My mom just told me that after i turned eight i stopped growing mentally and emotionally
she just asked me to help her create a twitter page for edward cullen's hair.... seriously.
he just invited me over for the 3 p's...pepsi pizza and porn...I'm gonna marry him
We're friends. And when I drunkenly send u a pic of my left testicle i would appreciate a response.
Restaurants Roasting People Who Gave Them Negative Yelp Reviews (25 Pics)
Houston, we have a problem
where are u?
Houston. That's the problem. I don't know how I got here.
she's walking down the hall in a thong and one flip flop and one ugg
Just had the weirdest flashback.
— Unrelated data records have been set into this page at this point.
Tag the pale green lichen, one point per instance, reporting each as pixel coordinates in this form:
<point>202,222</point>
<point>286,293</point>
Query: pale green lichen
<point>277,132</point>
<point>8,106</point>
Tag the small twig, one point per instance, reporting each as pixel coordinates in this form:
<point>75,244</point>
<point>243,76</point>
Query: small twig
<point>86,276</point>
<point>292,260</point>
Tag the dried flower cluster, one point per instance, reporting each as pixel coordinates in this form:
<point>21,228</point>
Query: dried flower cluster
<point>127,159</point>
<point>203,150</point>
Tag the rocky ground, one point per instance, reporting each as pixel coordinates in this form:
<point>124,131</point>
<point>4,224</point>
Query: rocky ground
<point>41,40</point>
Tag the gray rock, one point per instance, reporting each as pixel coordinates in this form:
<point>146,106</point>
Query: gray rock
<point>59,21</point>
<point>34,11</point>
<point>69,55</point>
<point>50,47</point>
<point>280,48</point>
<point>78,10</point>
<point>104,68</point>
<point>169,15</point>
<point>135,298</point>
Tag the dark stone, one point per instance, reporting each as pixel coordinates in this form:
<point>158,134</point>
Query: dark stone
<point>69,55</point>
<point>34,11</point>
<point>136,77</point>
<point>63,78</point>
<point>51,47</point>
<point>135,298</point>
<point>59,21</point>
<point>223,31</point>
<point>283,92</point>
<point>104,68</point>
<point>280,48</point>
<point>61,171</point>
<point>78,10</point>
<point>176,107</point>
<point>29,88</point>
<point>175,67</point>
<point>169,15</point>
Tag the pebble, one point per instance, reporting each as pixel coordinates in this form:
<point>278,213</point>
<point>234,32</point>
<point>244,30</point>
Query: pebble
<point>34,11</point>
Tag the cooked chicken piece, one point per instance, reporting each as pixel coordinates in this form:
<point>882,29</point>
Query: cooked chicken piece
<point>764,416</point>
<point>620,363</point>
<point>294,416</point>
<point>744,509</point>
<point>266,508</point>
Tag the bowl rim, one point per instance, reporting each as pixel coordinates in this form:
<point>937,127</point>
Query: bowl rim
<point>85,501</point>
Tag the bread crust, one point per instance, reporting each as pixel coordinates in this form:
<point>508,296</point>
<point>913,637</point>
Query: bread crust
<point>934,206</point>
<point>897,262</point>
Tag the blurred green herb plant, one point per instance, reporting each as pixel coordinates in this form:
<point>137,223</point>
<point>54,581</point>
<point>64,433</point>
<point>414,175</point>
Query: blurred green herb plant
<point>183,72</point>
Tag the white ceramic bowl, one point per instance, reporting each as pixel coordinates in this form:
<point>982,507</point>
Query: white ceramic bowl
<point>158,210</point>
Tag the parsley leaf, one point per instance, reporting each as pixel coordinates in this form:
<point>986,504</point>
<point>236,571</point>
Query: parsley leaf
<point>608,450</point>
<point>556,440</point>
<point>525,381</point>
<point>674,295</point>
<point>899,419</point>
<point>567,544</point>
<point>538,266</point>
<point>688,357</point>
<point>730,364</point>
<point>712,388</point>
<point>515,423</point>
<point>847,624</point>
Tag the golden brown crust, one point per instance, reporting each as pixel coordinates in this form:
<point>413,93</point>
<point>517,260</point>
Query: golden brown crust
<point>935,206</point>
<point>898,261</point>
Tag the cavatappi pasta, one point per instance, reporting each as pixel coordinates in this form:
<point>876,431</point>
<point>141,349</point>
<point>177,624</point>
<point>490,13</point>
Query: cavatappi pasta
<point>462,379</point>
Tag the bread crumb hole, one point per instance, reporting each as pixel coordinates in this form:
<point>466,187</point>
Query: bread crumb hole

Did we buy melon, take it into the restaurant and try to make them give it to us as dessert?
He's basically like a fancy dildo that buys me dinner.
I tried giving you a bj last night and all you could manage was "Haha that tickles" and "in the morning"
Woman Posts Harassing DMs From Creep Online, Now He’s Upset Because People Told His Mom
I feel like we should actually go to church one of these days to thank god for saving us from herpes and babies.
I think ur a lot drunker then u think u are. That girl has the body of a cartoon character and not in a good way.
I'm just gonna stay I'm bed where it is warm and cozy and nobody knows me as the girl that puked on a stripper
We share an apartment, weed and genitals. It's called being practical not in love.
When the theology professor asked me what touched me most about this trip to Rome, I guess "the guy from last night" wasn't the proper response.
I'll start cleaning the house tonight darlin. So you don't have to fuck your two boytoys in the driveway the next two days.